Written by Martin Allison Booth
Review by Eileen Charbonneau

Sir Arthur Conan Doyle solves a mystery this time, most reluctantly while on a Swiss holiday. Leaving pregnant wife and child back in England, Dr. Conan Doyle is intent to rest and flee the fame that his most famous creation, Sherlock Holmes. But the combination of his meeting with a devotee named Holloway on the train to the most inconvenient death of a fellow British tourist near Reichenbach Falls conspire against his intentions. Peter Brown’s body has a few questionable details that lead to a séance, a withholding local priest, and an alluring devotee of spiritualism, and growing suspicion that points to the good doctor himself.

As Holloway feels it’s his duty to play Sherlock Holmes, Conan Doyle finds his own state of mind suffering from the pressure of living up to his brilliant creation and local opinion and superstitions.

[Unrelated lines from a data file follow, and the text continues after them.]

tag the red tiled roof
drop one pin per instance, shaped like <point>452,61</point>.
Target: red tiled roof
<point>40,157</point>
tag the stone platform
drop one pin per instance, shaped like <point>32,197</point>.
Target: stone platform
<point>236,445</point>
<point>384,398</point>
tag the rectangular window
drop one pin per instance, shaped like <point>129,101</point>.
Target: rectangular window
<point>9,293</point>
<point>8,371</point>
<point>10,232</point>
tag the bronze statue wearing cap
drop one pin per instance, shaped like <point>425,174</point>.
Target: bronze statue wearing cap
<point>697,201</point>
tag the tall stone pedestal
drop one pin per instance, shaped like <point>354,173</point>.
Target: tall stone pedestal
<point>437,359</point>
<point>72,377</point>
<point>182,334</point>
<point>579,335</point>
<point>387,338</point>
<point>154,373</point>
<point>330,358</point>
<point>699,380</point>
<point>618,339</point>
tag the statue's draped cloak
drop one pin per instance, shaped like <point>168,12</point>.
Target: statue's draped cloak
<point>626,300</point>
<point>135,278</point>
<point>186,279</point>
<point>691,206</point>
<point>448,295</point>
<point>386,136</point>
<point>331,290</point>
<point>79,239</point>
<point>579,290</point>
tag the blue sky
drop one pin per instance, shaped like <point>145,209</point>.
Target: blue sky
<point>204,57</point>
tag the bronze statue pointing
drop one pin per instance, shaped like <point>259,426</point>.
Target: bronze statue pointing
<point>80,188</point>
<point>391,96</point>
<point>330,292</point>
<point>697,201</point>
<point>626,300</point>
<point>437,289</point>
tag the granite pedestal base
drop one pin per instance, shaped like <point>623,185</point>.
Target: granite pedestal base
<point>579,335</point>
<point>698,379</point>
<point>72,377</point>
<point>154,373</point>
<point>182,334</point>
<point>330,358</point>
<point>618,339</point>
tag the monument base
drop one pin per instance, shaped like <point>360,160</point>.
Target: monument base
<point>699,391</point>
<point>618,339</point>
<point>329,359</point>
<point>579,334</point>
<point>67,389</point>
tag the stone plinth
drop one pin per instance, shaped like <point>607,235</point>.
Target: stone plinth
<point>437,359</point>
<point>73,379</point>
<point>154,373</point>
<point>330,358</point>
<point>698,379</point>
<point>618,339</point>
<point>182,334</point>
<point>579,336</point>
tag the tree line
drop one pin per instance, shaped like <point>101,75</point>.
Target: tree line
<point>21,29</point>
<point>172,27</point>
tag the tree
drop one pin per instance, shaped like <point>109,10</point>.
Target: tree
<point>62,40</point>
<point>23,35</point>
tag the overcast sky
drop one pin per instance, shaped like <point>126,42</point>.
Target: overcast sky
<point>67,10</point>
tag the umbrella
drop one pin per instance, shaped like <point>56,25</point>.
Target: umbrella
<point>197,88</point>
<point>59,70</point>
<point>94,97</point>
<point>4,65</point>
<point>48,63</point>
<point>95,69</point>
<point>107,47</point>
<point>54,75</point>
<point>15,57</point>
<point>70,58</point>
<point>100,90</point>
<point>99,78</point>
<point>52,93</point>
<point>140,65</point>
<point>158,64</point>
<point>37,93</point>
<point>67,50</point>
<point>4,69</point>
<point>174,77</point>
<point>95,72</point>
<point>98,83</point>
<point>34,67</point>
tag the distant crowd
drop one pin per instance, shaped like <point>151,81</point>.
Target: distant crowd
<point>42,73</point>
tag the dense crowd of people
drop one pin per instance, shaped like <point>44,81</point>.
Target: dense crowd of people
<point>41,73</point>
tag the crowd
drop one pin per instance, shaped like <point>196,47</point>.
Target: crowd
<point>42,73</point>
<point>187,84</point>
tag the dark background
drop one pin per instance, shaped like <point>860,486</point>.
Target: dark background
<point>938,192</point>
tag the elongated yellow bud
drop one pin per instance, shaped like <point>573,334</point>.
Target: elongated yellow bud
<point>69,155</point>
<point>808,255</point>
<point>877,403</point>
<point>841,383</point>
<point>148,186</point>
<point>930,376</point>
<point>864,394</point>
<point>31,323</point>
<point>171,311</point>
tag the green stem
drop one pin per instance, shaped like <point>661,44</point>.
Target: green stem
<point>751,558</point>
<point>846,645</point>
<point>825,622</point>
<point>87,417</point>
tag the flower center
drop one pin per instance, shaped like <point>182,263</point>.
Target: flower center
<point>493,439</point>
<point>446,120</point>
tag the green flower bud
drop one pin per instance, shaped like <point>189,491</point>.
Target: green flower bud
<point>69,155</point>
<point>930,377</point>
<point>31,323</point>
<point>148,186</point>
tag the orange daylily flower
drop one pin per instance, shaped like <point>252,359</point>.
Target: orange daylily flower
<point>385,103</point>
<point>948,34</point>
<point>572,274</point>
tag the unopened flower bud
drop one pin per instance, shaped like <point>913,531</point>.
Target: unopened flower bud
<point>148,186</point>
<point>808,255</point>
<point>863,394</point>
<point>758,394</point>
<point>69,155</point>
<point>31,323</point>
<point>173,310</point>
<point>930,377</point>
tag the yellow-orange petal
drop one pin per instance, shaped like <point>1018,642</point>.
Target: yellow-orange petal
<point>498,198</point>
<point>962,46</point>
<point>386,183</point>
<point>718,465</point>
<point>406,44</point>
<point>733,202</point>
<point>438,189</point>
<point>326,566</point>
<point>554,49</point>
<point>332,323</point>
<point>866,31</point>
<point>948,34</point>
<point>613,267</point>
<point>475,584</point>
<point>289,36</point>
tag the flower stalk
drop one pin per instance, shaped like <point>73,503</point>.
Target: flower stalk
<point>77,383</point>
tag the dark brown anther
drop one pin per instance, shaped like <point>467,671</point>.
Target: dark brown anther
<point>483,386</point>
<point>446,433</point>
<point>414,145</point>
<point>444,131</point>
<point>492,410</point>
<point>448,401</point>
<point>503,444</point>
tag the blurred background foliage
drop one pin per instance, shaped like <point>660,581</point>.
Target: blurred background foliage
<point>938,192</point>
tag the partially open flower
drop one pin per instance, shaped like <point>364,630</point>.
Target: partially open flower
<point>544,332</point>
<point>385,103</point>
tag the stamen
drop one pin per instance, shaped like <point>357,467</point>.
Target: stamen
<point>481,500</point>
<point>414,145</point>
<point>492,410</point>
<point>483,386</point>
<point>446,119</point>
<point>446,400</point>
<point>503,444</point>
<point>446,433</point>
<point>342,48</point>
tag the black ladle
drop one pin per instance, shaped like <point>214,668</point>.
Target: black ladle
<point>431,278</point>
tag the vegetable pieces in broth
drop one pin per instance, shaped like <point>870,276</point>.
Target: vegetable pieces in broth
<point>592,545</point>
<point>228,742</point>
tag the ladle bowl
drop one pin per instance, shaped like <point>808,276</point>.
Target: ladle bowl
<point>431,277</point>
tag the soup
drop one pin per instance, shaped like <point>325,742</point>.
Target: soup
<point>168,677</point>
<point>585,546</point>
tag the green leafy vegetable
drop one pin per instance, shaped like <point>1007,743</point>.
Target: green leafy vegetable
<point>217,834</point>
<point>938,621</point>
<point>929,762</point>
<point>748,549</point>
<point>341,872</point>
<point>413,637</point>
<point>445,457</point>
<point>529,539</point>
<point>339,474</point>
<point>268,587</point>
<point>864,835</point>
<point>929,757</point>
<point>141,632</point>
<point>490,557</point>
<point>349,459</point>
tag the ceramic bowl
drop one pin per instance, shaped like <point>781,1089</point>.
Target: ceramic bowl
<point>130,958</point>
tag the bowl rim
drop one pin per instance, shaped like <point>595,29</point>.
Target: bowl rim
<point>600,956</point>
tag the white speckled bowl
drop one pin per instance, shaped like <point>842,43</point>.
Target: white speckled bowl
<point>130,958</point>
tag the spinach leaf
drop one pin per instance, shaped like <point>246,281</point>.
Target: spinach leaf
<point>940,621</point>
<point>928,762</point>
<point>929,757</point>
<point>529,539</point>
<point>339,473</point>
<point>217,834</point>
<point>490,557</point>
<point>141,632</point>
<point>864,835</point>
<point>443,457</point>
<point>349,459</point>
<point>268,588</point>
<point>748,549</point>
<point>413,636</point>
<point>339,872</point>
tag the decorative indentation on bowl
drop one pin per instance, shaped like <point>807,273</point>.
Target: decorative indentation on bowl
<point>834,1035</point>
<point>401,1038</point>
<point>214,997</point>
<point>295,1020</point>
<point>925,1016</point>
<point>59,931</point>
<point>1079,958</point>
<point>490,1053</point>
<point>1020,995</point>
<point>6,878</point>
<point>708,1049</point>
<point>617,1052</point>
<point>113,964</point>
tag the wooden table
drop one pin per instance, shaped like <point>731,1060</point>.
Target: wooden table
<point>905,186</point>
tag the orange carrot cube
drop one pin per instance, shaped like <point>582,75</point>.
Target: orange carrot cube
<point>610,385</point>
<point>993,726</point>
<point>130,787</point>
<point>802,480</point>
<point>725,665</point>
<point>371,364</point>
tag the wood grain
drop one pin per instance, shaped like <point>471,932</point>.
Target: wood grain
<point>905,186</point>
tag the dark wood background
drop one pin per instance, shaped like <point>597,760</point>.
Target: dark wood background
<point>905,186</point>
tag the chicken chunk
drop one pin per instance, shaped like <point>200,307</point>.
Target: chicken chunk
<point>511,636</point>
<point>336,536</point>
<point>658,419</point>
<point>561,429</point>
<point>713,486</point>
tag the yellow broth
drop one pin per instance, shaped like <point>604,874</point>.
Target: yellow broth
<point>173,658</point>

Finally he finds himself in hiding, on the run, and telegraphing trusted chums in code before all is revealed.

The pompous and fussy creator of Sherlock Holmes is great fun to follow in a mystery of his own. But the many possibilities explored surrounding the death of Peter Brown may make the reader as befuddled and Dr. Conan Doyle himself. Especially from an author who is also a script writer, the book may seem a bit overwritten, slowing the pace before the exciting chase-laden finale. Of course, a bonus of the story is experiencing the germ of the idea of how to write the great detective out of his own and Arthur Conan Doyle’s life. Duel to the death over a waterfall, anyone?